Warum siehst du den Splitter im Auge deines Bruders, aber den Balken in deinem eigenen Auge bemerkst du nicht? Wie kannst du zu deinem Bruder sagen: Bruder, lass mich den Splitter aus deinem Auge herausziehen!, während du selbst den Balken in deinem Auge nicht siehst? Du Heuchler! Zieh zuerst den Balken aus deinem Auge; dann kannst du zusehen, den Splitter aus dem Auge deines Bruders herauszuziehen.
Lk 6,41f.
Die Vergebung der nach der Taufe begangenen Sünden wird durch ein eigenes Sakrament gewährt; dieses heißt Sakrament der Umkehr, der Beichte, der Buße oder der Versöhnung.
KKK 1486
Das beginnende 20. Jahrhundert war geprägt von einem ausgesprochen optimistischen Glauben an den Fortschritt, an die immer weitergehende, segensreiche Entwicklung von Wissenschaft und Technik. Das Symbol dieser Einstellung schlechthin war das 1912 in Dienst gestellte, damals größte Schiff der Welt: Die Titanic. Jeder kennt die tragische Geschichte ihres Untergangs während der Jungfernfahrt, der über 1500 Menschen in die eiskalte Tiefe des Nordatlantiks riss. Das als unsinkbar geltende Symbol menschlicher Ingenieurskunst kollidierte mit einem Eisberg. Ein Eisberg ist deshalb so gefährlich, weil ca. 90 Prozent seiner Masse sich unter Wasser befinden und somit nicht sichtbar sind.
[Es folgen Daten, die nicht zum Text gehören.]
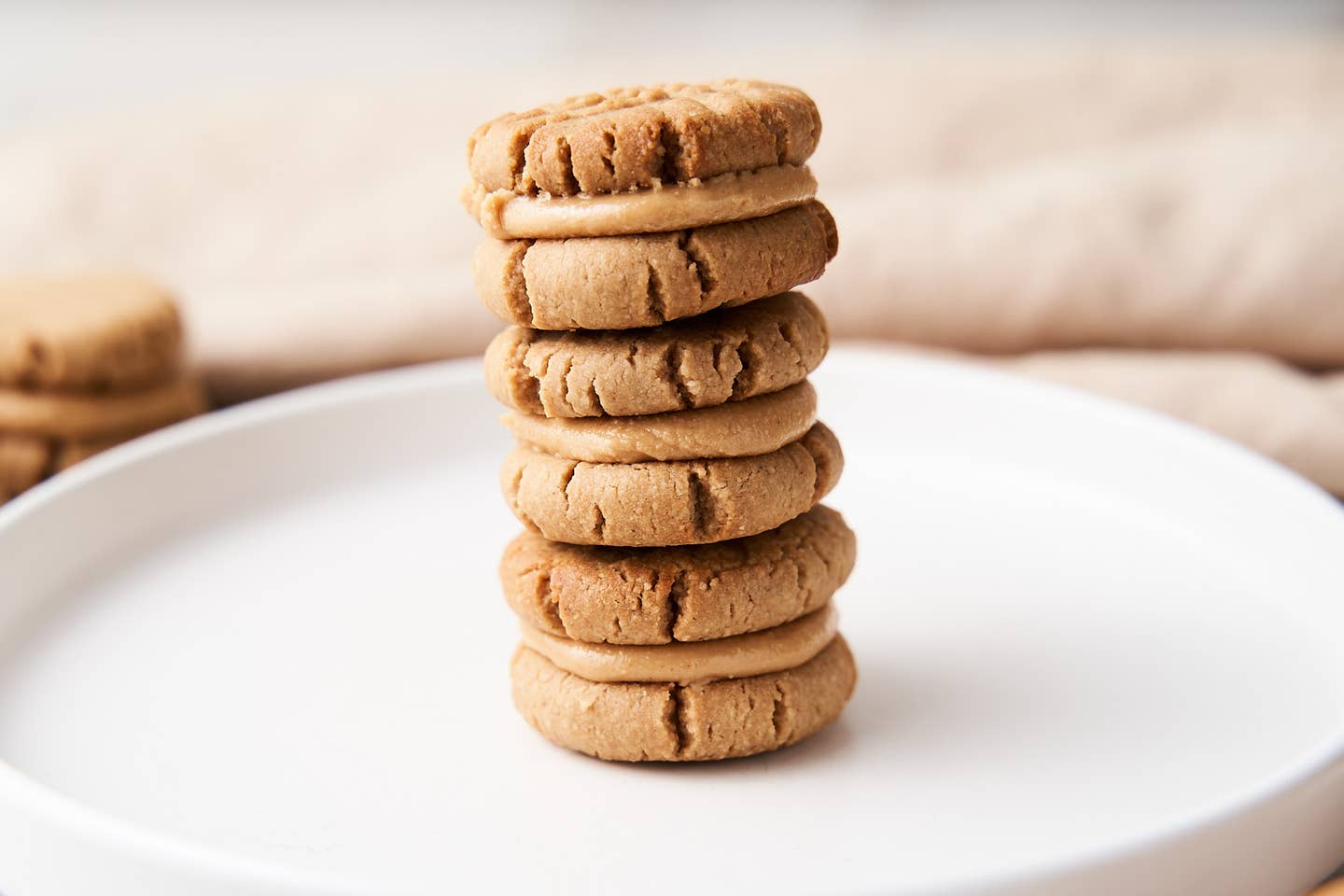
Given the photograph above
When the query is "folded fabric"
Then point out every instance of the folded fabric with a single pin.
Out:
(1219, 241)
(1127, 198)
So wird der Eisberg zu einem treffenden Bild für die Unfähigkeit des Menschen, sich selbst und insbesondere die eigenen Schwächen, Sünden und Fehler realistisch einzuschätzen. Wenn es um unsere Schuld geht, haben wir eine Art blinden Fleck: Wir sehen nur 10 Prozent, die große Masse bleibt uns verborgen. Jesus meint das gleiche, wenn er davon spricht, dass wir den Splitter im Auge des Bruders sehr gut wahrnehmen können und gleichzeitig nicht merken, dass uns selbst ein riesiger Balken im Auge steckt.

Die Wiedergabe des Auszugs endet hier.